I thought he meant it in the sense of being comrades. Brothers in arms.”

  “Are we supposed to know what you’re talking about?” Bastien asked cautiously.

  “Lissa and her aunt just gave us the identity of the ringleader of the Bratya. The Russian spy.”

  “A spy?” Ashe exclaimed.

  “Long story,” Max bit out. “I need to talk to Jennie Finch. Now that we know who to target, maybe she can drill down into Petrov’s life and find more evidence on him.”

  “Dude,” Bastien said regretfully. “We don’t have any evidence.
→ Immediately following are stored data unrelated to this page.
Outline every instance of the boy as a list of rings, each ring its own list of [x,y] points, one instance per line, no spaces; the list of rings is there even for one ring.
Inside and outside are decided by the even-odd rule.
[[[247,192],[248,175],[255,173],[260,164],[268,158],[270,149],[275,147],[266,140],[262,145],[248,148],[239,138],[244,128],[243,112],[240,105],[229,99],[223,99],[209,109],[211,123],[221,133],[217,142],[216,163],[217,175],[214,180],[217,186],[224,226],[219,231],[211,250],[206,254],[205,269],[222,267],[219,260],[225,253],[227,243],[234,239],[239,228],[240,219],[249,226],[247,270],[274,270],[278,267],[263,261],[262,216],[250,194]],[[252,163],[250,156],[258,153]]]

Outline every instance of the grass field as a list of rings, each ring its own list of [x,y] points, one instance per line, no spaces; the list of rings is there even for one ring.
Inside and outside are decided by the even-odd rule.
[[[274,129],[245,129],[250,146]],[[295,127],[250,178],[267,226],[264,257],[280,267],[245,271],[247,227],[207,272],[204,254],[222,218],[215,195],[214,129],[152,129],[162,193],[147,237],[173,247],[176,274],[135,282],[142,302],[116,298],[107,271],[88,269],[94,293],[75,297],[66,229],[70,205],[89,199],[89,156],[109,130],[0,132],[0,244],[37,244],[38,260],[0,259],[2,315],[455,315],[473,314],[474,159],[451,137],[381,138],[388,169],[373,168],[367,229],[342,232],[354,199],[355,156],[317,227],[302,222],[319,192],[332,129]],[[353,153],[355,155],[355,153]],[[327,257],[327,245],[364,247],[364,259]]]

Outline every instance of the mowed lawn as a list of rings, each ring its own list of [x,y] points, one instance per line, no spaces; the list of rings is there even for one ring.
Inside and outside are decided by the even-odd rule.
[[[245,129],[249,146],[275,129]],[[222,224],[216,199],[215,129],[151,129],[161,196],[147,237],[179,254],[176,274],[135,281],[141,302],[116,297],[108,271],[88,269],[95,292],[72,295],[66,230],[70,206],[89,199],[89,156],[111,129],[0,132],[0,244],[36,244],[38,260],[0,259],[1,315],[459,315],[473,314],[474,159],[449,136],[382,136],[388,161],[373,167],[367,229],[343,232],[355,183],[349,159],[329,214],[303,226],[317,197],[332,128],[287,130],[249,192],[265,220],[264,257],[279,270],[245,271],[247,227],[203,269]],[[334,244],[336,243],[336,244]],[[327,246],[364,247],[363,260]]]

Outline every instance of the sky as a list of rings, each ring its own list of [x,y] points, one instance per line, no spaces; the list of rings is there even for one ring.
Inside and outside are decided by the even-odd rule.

We just have Lissa pointing at a name on a piece of paper.”

  Max opened his mouth to defend her—which was sweet of him—but she placed a restraining hand on his arm. “I’ve got this,” she said.

  “Did I or did I not find my aunt’s body?” she asked Bastien.

  “You did.”

  “And did I or did I not know your friends were SEALs without being told?”

  Bastien huffed.

  “I’m not asking you to believe in psychic powers. But I am asking you to allow for the possibility that, somehow, I know things from time to time.”

  One of the lookouts swept into the room. “Right now I’m asking you all to leave the building quickly by the back door. Police car just parked down the street. Local cop is making a foot patrol of the area.”

  “ETA?” Ashe asked.

  “Two minutes.”

  In well under half that time, the group had put Callista’s body back where they found it, exited the funeral home and run across the parking lot to hide in the shadows.

  Bastien whispered to Ashe, “If he checks the engines of the vehicles, they’ll still be warm.”

  “He’ll have to call it in. He’s not miked up, so he’ll have to go back to his squad car. We’ll egress then.”

  Ashe called it correctly. The cop felt the hoods of the cars, then moved off at a brisk pace toward his squad car. She and the others piled in the Land Rovers and went cross-country into the brush behind the funeral home parking lot until they hit another street. They were just driving docilely away from Lamarr City when a deputy sheriff’s car flew past them, light bar flashing, ignoring them.